Die Ereignisse von 1482/1483 konzentrieren die verschiedenen Aspekte der politischen und sozialen Situation Hamburgs im späteren Mittelalter wie in einem Brennglas. So gewann die Einbindung Hamburgs in die Hanse seit dem 13. Jahrhundert stetig an Bedeutung, auch wenn sich die Kaufleute (und die Stadt) gelegentlich – wie bei der Aufnahme der Islandfahrt – über die hansischen Beschlüsse hinwegsetzten. Diese Haltung zeigt ein gewachsenes städtisches Selbstbewusstsein, das auch im Ausbau der Elbhoheit fassbar wird. Der in der Stadt selbst geführte Streit um die Islandfahrt macht zugleich die verschiedenen Interessen der sozialen Schichten Hamburgs deutlich. Neben den Armen, die nach Krantz unmittelbar von der Teuerung betroffen waren (und keine Bürgerrechte besaßen), gab es unter den Bürgern eine Schicht kleinerer Brauer und Händler, die ebenfalls durch die städtische Wirtschaftspolitik benachteiligt wurden. Die Rezesse, die seit dem Aufstand von 1410 zwischen Rat und Bürgerschaft vereinbart wurden und sich trotz der Aufhebung des ersten Rezesses schon 1417 zu einer eigenständigen Tradition entwickelten, bildeten dagegen ein Instrument des Ausgleichs in Krisensituationen. Diese Entwicklung ergänzte die Ausbildung des Stadtrechts, das mit der Revision von 1497 einen vorläufigen Abschluss erfuhr.
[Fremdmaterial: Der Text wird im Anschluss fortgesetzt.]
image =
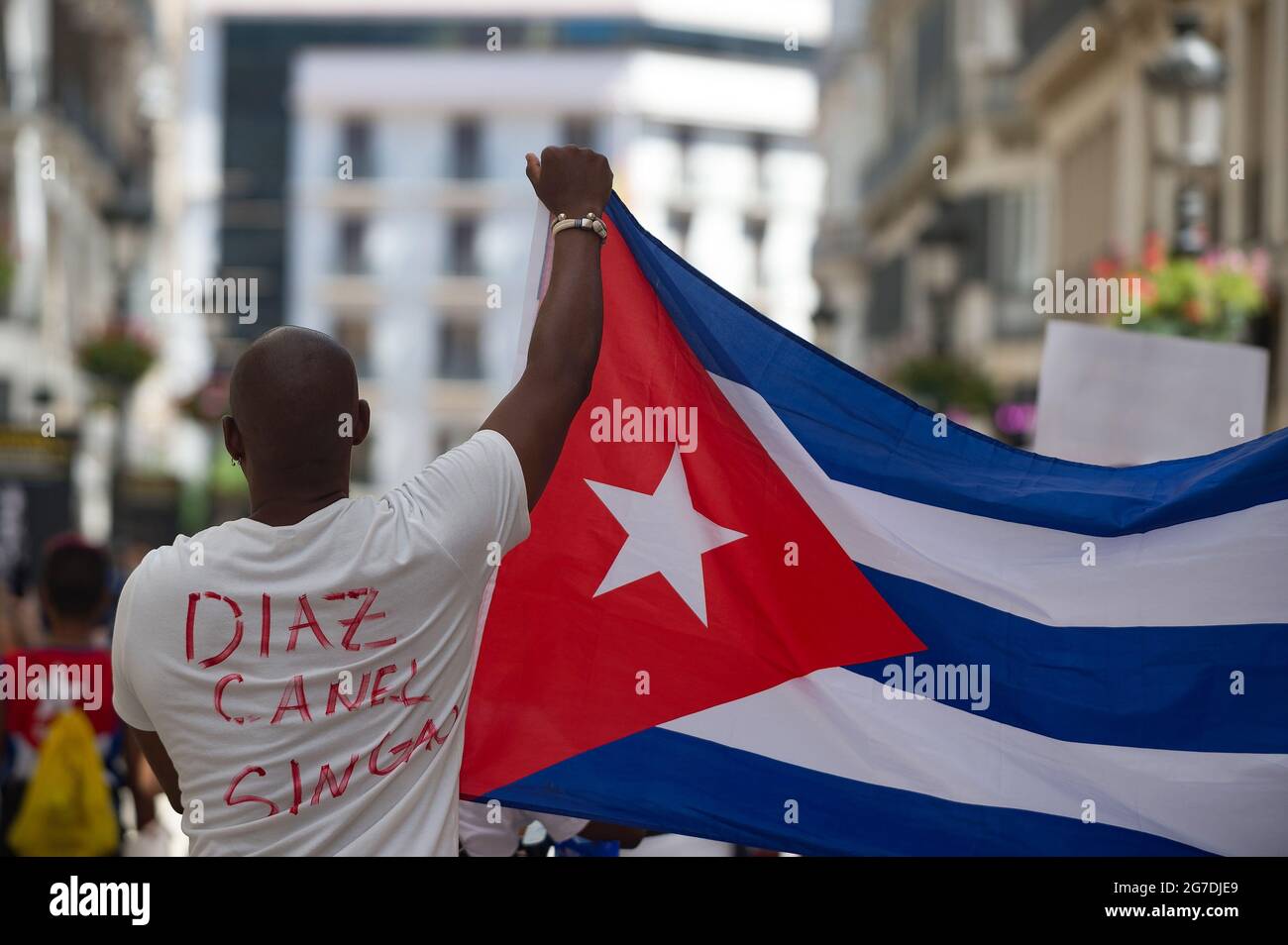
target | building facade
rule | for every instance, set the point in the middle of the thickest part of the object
(1026, 127)
(381, 196)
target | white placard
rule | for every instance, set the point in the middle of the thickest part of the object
(1121, 396)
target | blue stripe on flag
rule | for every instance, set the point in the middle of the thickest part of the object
(683, 785)
(1136, 686)
(863, 433)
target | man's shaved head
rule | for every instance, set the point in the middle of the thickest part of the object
(291, 393)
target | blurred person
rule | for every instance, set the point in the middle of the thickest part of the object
(68, 674)
(500, 830)
(339, 730)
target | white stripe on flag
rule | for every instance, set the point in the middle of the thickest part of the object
(1212, 572)
(838, 722)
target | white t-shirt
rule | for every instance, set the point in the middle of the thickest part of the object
(309, 682)
(494, 829)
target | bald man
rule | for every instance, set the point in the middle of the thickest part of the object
(297, 679)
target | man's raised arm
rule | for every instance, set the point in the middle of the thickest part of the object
(565, 347)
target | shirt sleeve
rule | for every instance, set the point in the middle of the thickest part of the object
(125, 700)
(561, 828)
(471, 497)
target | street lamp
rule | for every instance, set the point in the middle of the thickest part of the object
(1188, 81)
(938, 262)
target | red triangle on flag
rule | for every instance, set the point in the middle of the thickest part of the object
(562, 670)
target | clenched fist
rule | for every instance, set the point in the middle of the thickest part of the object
(571, 180)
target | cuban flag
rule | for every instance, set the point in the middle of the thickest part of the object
(829, 622)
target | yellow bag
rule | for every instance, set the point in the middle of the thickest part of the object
(67, 808)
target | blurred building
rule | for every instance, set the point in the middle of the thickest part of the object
(990, 123)
(373, 171)
(75, 204)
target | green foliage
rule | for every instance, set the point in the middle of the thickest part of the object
(116, 358)
(1210, 296)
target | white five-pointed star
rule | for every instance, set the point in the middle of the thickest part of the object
(665, 535)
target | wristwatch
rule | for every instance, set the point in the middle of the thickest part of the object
(590, 222)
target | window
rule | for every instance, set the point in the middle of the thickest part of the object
(1017, 258)
(759, 143)
(754, 227)
(460, 351)
(353, 246)
(580, 132)
(467, 149)
(360, 461)
(885, 305)
(679, 223)
(463, 236)
(356, 143)
(684, 142)
(451, 435)
(353, 331)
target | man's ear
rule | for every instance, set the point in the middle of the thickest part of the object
(364, 422)
(232, 438)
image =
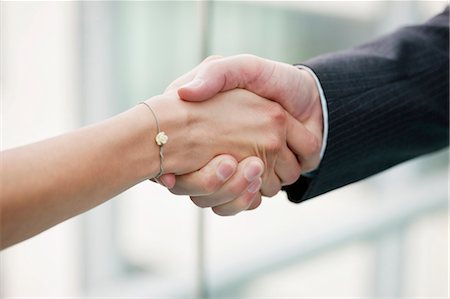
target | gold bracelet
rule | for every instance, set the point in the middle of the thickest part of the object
(160, 139)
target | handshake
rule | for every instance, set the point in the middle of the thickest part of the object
(239, 128)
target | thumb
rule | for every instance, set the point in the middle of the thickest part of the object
(199, 89)
(214, 76)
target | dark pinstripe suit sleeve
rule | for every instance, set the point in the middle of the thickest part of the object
(388, 102)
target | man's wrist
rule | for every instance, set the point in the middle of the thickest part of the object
(324, 108)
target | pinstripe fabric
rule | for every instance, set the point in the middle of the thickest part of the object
(388, 102)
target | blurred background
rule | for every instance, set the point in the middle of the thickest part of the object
(68, 64)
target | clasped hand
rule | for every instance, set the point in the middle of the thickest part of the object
(279, 119)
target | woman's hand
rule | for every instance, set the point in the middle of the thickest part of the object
(236, 122)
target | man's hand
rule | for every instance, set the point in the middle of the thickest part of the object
(294, 89)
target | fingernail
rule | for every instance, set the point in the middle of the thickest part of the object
(160, 181)
(254, 186)
(252, 171)
(193, 84)
(224, 170)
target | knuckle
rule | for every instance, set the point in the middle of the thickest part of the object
(221, 212)
(273, 144)
(270, 192)
(209, 185)
(292, 177)
(313, 146)
(200, 202)
(211, 58)
(277, 115)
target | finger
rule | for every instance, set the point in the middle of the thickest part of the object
(240, 204)
(224, 74)
(304, 144)
(167, 180)
(189, 76)
(271, 184)
(287, 166)
(256, 202)
(248, 170)
(207, 179)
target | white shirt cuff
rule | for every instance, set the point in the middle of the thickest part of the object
(323, 102)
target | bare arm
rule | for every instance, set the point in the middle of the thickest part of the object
(50, 181)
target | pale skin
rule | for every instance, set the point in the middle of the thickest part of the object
(294, 89)
(52, 180)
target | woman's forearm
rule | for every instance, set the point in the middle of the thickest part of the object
(47, 182)
(50, 181)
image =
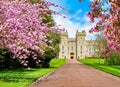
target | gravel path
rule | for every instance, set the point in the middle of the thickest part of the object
(75, 74)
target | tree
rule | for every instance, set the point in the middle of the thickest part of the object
(109, 22)
(23, 30)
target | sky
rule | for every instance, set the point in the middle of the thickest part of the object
(76, 18)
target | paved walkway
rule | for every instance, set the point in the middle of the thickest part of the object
(75, 74)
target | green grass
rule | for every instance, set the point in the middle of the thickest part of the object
(112, 69)
(24, 77)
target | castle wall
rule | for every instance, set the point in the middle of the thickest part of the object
(77, 47)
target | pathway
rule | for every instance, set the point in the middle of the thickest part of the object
(75, 74)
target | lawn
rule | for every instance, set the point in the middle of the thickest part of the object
(112, 69)
(24, 77)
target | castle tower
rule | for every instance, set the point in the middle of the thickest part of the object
(63, 46)
(80, 44)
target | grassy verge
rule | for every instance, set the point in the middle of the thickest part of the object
(24, 77)
(99, 64)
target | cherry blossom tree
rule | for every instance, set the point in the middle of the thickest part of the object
(109, 22)
(22, 29)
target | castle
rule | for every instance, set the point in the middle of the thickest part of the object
(77, 47)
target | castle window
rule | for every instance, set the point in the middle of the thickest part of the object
(62, 47)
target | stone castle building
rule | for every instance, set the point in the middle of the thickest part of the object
(77, 47)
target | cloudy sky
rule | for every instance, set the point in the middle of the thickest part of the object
(76, 18)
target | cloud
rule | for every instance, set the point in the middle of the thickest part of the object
(72, 26)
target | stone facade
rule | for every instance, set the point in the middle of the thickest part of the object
(77, 47)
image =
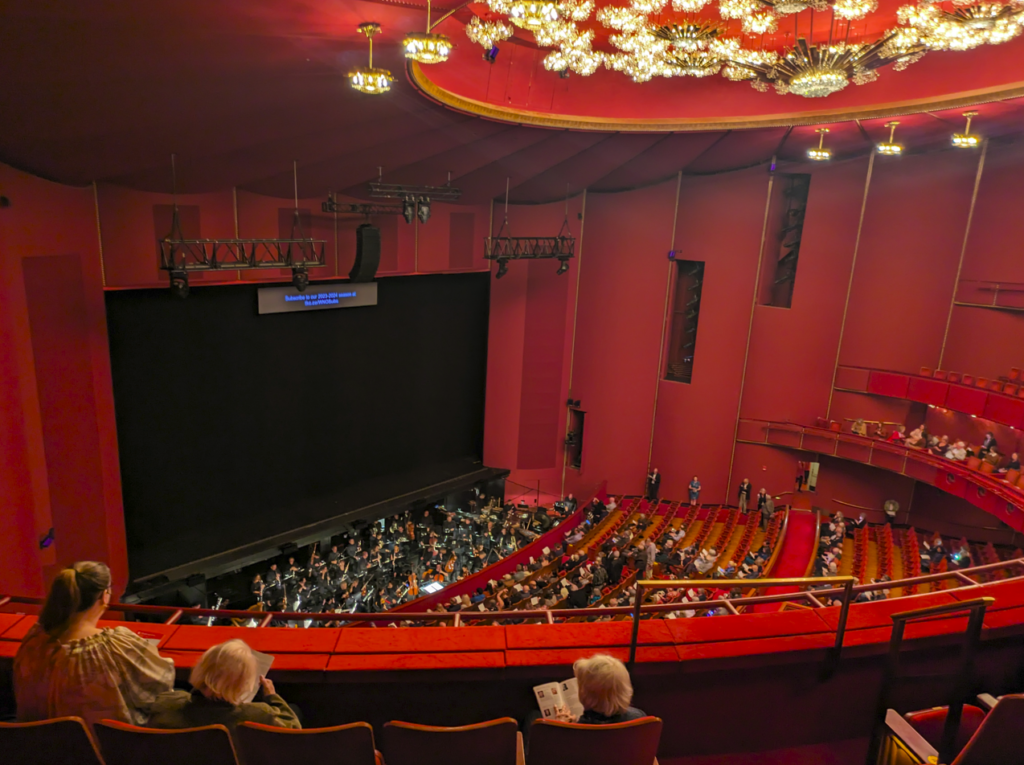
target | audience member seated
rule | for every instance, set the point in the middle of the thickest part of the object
(898, 435)
(68, 667)
(605, 692)
(918, 437)
(223, 681)
(1014, 464)
(956, 452)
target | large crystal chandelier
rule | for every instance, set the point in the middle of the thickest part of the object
(675, 38)
(966, 27)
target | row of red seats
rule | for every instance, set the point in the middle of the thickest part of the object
(859, 568)
(885, 546)
(69, 741)
(911, 558)
(1010, 384)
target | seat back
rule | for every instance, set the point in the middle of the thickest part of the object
(128, 745)
(266, 745)
(633, 742)
(64, 740)
(930, 723)
(493, 742)
(995, 740)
Noch vor der Verabschiedung des Rezesses von 1483 hatte der Rat die Bürger durch einen Eid zu Treue und Gehorsam verpflichtet. Dieser Eid wurde durch den letzten der 70 Artikel zum allgemein verpflichtenden Bürgereid erhoben. Bis 1844 musste er in dieser Form  von allen Neubürgern geleistet werden. Im Gegenzug versprachen Bürgermeister und Ratsherren die Einhaltung der Rezessartikel. Die Rezesse waren damit zu einem wichtigen Element des Hamburger Stadtrechts geworden und begründeten eine bis ins 19. Jahrhundert wirksame Rechtstradition.

 

Bildnachweise:

Abb. Titelfeld: Von den Vormündern (Ausschnitt), Ratsrunde aus dem Stadtrecht 1497, © HAB http://digilib.hab.de/mss/ed000058/start.thm?image=00204.

Abb. Thementext: Van erve, eghen unde hure daran kamende (Ausschnitt), Gerichtsverhandlung aus dem Stadtrecht 1497, © HAB http://digilib.hab.de/mss/ed000058/start.thm?image=00288 / Epitaph von Albert Krantz im MHG (Ausschnitt), Foto Dominik Kloss.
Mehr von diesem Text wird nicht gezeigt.